Entiendo a las personas que no quieren vacunarse. A pesar de que la ciencia que hay detrás de las vacunas tenía décadas de investigación, y de que la potencialidad de este virus para ir colapsando sociedades (y el mundo) dio un impulso económico inusitado con el que azuzar a las industrias farmacéuticas es cierto que las vacunas parecen haber surgido demasiado rápido, y en muchos países prácticamente al mismo tiempo ¡si hasta Cuba ha sacado una vacuna! ¡CUBA! ¿Estamos locos? ¿No es para llevarse las manos a la cabeza y empezar a arrancarse los pelos?. La realidad es tan extraordinaria que ahora la conspiranoia parece lo razonable.
No estoy en la emocionante burbuja de los detractores de las vacunas, por lo que no se me ocurren más ideas inquietantes que sean verosímiles, pero sin duda ellos las tienen. Y aunque llegan muchos dogmas por parte de los conspiranoicos (ocurrencias sostenidas en paparruchadas que se expresan como verdades absolutas) sería estúpido negar que también hay gente que expone conjeturas razonables. Luego están los científicos de las vacunas que exponen cosas científicas y donde hay mucha ciencia y muchos científicos, un poco LA MAYORÍA. Pero por qué no pueden irse al traste las previsiones de esos científicos sobre los efectos a largo plazo de sus mejunjes. Mientras la conspiranoia o la religión están compuestas de dogmas absurdos e infalsables la grandeza de la ciencia estriba en que se encuentra abierta a los errores, y a que esos errores provoquen la muerte de cientos de millones de seres humanos de formas horripilantes. Lo hemos visto en cientos de millones de películas horripilantes. No sería extraño que las vacunas nos conviertan en zombis tanto o más que los youtubers esos que vemos mientras desayunamos nuestros cheetos con leche. Evitar la posibilidad de la zombificacion no vacunándose es razonable. Así que, si la cosa se tuerce, felicidades amigos no vacunados, quizá tengáis veinte o cincuenta años más de vida plena, con vuestras experiencias espirituales y vuestros viajes a Torremolinos y... un momento. No tan rápido.

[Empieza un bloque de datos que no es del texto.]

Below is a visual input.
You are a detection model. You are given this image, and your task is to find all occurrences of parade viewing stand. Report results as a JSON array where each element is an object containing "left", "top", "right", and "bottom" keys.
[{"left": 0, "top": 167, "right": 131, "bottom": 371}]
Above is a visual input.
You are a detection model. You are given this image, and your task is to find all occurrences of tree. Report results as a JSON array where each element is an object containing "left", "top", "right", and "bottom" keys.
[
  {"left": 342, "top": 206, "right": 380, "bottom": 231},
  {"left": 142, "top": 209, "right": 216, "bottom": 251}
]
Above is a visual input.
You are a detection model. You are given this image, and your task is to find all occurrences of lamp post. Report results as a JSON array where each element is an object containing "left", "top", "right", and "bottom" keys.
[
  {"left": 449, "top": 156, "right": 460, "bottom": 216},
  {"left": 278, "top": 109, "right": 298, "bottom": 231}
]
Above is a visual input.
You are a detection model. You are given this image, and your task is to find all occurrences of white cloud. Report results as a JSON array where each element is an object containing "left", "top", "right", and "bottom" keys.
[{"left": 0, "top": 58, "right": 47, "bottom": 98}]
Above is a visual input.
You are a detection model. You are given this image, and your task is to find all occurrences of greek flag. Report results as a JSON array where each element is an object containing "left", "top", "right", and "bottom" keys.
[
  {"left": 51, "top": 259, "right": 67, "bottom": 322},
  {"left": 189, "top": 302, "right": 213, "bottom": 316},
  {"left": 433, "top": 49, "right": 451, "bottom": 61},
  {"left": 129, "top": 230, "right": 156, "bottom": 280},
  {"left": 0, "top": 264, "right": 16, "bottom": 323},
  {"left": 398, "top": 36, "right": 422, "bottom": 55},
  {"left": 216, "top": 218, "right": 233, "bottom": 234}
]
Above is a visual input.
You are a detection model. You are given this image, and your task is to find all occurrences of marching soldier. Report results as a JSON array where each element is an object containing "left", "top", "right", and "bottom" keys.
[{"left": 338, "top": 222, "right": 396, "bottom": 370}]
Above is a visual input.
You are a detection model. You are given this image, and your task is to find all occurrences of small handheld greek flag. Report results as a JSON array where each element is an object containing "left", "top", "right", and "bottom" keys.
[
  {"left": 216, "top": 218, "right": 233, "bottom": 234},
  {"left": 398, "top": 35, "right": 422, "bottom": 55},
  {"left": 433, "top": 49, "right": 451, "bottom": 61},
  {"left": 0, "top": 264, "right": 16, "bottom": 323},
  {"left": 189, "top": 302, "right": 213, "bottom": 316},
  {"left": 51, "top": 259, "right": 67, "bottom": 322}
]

Pensad en las cientos de miles de tragedias y el colapso hospitalario que hemos tenido con el virus, o con "algo", que ha hecho enfermar y llevar al hospital a cientos de miles de pobres diablos que nunca fuimos nosotros. Ahora imaginaos una sociedad en la que al ochenta por ciento de su población le da un telele generalizado y desmesurado en cuestión de cuatro o cinco meses, conforme llegan los efectos de las olas de vacunación a las que acudieron, como dóciles borreguitos, hace unos meses o unos años. Primero la espichan los viejos, luego los señores de mediana edad, al mes siguiente tenéis a los jóvenes no-muertos vagando por las calles, buscando con ansia vuestros cerebros... ¡Si, incluso vuestros cerebros!
Qué puede ocurrir a nivel local en una sociedad que pierde prácticamente al mismo tiempo el ochenta por ciento de su población bien postrada por sensibilidad electromagnética o muerta y convertida en comecerebros: familiares, amigos, fontaneros, cajeros de supermercados, camioneros, el operario altamente especializado e imprescindible de la central nuclear, la señora peruana que cuida a nuestra yaya por cuatro euros y un poco de pan con sopa de pollo. Imaginaos a la mayoría de médicos y científicos, que arrastrados por un pánico irracional se agarraron en su día a vacunas dudosas, y que en el futuro no encontraréis cuando se os infecte un diente por una diminuta caries... y luego la encía... después la mandíbula... y finalmente se os caiga la quijada necrosada, y tengáis que sorber la sopa de pollo desde la tráquea con una pajita usada, porque ya no existirán supermercados en los que comprar pajitas nuevas. Es de suponer que lo mismo ocurrirá en todas las sociedades del planeta, de modo que nos encontraremos que colapsa el comercio de plátanos, se acaban los envíos de Amazon, se detiene la distribución de la tecnología imprescindible para ver porno, jugar al Fortnite o llevar la luz y el agua corriente a los hogares. El lado bueno de esto es que los supervivientes podréis clamar, dentro de vuestras casas recubiertas de tablones apuntalados con clavos, entre carcajadas enloquecidas: "¡OS LO DIJIMOS!".